H&E, hematoxylin and eosin; TUNEL, terminal deoxynucleotidyl transferase dUTP nick-end labeling; NormoT, sustained normothermia; HI, hypoxia-ischemia; HypoT, sustained hypothermia; Rewarm, hypothermia followed by rewarming.
HI independently affected the number of apoptotic profiles in the anterior putamen (p = 0.004) and HI and temperature significantly interacted (p = 0.003; Fig. 5b). Cooling alone did not have an independent effect (p = 0.088). Post hoc comparisons among sham piglets showed that sustained hypothermia increased apoptosis above that of hypothermia with rewarming (p = 0.002) or normothermia (p = 0.002). During normothermia, HI increased apoptosis above that of sham procedure (p = 0.010). HI piglets that were rewarmed from hypothermia also had more apoptosis than rewarmed shams (p < 0.001).
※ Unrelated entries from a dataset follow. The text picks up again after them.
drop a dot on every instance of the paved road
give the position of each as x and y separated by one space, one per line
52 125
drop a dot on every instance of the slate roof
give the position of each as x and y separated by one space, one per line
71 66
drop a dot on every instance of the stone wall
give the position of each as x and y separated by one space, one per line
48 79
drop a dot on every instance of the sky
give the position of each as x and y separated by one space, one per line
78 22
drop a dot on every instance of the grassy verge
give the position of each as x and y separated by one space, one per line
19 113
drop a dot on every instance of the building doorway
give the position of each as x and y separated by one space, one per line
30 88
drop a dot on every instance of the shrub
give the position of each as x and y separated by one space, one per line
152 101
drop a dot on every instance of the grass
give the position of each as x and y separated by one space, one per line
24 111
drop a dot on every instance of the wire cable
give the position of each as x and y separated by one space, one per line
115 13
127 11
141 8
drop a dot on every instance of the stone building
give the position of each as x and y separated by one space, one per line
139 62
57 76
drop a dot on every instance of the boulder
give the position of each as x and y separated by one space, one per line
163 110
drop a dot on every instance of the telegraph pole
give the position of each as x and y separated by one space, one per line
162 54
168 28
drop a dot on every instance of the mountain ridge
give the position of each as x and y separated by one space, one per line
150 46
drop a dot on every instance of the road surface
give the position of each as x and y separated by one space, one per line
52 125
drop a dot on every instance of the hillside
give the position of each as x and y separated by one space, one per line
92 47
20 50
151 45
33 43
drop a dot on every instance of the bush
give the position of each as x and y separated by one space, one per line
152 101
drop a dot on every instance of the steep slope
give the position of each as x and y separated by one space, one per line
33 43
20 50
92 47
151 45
The majority of injured neurons in the anterior putamen of HI piglets had classical ischemic necrotic morphology. HI (p = 0.620) and temperature (p = 0.334) did not independently affect neuronal injury but did significantly interact in their effect on the number of injured neurons (p < 0.001; Fig. 5c). After HI, normothermic pigs had more injured neurons than did pigs with sustained hypothermia (p = 0.003). Sham piglets with sustained hypothermia (p = 0.017) and hypothermia with rewarming (p = 0.007) had increased neurodegeneration above that of normothermic shams. Normothermic HI pigs had more injured neurons than did sham pigs (p = 0.001). Finally, when comparing piglets that underwent sustained hypothermia, shams had more neuronal degeneration than did HI pigs (p = 0.008).
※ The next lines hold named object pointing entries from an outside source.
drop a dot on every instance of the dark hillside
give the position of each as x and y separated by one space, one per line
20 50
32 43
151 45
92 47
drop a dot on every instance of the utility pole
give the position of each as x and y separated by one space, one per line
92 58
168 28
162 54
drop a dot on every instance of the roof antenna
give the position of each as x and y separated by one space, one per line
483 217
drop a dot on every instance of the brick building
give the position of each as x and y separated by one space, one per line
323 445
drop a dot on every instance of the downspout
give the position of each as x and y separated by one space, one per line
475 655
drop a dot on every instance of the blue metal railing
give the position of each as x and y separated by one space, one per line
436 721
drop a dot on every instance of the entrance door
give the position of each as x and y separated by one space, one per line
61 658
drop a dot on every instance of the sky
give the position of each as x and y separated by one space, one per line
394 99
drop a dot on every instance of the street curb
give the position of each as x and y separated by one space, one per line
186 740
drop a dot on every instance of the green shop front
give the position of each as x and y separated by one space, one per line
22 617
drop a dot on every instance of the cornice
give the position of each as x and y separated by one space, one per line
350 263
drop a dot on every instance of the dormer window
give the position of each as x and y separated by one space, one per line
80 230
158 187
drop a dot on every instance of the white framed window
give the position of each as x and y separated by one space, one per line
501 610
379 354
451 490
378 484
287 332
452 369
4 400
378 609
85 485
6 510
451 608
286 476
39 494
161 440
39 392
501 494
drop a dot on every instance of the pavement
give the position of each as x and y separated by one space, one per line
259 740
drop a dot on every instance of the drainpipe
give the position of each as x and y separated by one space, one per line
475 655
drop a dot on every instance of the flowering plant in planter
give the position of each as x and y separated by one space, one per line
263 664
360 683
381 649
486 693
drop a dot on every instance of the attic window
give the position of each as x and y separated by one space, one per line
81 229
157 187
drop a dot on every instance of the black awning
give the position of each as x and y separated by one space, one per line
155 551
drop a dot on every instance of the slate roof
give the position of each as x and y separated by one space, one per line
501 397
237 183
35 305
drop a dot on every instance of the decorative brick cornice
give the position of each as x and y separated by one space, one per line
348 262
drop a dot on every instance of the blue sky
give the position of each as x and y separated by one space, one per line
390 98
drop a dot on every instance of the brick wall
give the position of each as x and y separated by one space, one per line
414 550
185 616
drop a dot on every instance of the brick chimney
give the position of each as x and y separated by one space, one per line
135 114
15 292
TUNEL staining in the anterior putamen confirmed some of the trends we observed by H&E stain. Temperature and HI interacted in their effect on the number of TUNEL+ cells (p = 0.035; Fig. 6a). HI (p = 0.161) and temperature (p = 0.845) did not independently affect these counts. In post hoc pairwise comparisons, hypothermic shams had more TUNEL+ profiles than did normothermic shams (p = 0.033) and rewarmed shams (p = 0.014). Shams had more cells with DNA fragmentation than did HI piglets during hypothermia (p = 0.024). Among piglets that had both TUNEL+ and H&E apoptotic profile counts, correlation in classifying apoptosis was significant (r = 0.65, p < 0.0001), with low bias and high agreement (Fig. 6b, c).
Posterior Putamen
In the posterior putamen, HI and cooling significantly interacted in their effect on the number of viable neurons (p = 0.003; Fig. 5d). Independently, HI (p = 0.322) and temperature (p = 0.098) did not affect viable neuron counts. Similar to our observations in the anterior putamen, HI hypothermia (p = 0.013) and HI hypothermia with rewarming (p = 0.004) increased the number of viable neurons to exceed that of HI normothermia. After rewarming, shams had fewer viable neurons than did HI pigs (p = 0.003)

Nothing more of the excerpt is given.